Mi sono voltato verso Ian, ammiccando in segno di ringraziamento e d'intesa, ma era sparito. La cannula dello sciscia penzolava, fumigante e abbandonata, oscillando lentamente avanti e indietro.
Ho guardato Jo e Glasgo, che di rimando si sono stretti nelle spalle con fare rassegnato.
Quel McGuffin è meglio avercelo come amico.
Cercando di dare meno nell'occhio possibile, abbiamo estratto tutto dal tappeto. Quindi, con la sicurezza data dalle infinite sessioni di simulazione, io e gli altri abbiamo agito in concerto.
Hu sedeva di tre quarti rispetto a noi, perso nei fumi dell'oppio e dei cannabinoidi di cui il suo sciscia era pregno. Senza che nemmeno se ne rendesse conto, gli balzammo addosso.
Glasgo gli si gettò sopra, quatto e letale come uno zaffo volante candaliano, immbobilizzandolo mentre lo bendava per impedire che potesse teletrasportarsi altrove. Nel contempo, Jo agitava la lunga asta, in cima alla quale aveva appeso la fiala di zante.
Il mio compito, siringa alla mano, era quello di iniettargli del sedativo, e farlo rapidamente.
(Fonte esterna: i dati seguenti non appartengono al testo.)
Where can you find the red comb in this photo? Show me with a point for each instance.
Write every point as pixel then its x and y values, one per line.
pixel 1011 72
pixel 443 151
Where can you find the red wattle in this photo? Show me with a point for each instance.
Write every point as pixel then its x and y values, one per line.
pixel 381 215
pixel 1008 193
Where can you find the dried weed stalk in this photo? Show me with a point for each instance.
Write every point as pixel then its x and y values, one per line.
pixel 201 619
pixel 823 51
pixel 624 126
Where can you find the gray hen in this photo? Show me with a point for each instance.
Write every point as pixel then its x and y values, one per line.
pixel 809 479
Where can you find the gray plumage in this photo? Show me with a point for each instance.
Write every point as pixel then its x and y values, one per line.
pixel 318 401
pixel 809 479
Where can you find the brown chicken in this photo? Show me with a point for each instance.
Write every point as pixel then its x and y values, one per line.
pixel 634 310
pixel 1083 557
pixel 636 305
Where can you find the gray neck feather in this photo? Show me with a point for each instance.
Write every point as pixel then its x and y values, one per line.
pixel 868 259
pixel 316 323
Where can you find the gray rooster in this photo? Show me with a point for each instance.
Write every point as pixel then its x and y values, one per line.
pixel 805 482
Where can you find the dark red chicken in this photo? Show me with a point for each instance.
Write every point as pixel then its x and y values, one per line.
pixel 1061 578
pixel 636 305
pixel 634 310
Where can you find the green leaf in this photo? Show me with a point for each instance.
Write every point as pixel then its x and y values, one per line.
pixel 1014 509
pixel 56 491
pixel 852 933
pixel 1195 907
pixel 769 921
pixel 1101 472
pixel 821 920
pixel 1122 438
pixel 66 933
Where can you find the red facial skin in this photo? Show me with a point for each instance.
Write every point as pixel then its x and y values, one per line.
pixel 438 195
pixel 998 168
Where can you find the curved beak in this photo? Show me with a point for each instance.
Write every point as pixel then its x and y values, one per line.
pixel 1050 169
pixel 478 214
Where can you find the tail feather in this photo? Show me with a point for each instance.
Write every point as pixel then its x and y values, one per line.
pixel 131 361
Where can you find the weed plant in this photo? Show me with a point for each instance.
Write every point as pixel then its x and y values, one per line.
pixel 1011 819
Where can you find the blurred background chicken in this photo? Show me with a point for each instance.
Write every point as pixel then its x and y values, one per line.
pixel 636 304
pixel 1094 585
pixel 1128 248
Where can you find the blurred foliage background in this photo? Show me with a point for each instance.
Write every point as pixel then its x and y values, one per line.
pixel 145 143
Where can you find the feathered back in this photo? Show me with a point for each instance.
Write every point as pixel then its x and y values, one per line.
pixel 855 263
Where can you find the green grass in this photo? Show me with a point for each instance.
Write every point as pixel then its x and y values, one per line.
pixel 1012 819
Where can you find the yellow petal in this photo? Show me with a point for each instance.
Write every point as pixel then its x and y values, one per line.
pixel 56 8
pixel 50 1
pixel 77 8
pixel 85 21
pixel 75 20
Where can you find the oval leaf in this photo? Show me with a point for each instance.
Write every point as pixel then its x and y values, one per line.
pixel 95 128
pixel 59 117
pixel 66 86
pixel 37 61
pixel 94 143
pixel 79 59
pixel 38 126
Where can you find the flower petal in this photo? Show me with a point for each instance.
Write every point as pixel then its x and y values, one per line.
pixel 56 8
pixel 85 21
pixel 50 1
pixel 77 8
Ne avevo scelto uno a prova di immunizzazione: succo di loto, limone e penthanol; un ventesimo di oncia stende un aerofante. Per precauzione, gliene sparai in vena tre decimi abbondanti.
Prima che potesse rendersi conto di quel che gli stava accadendo, Hu dei Dodici era scivolato dalle braccia del dio Oblio a quelle di Morfeo.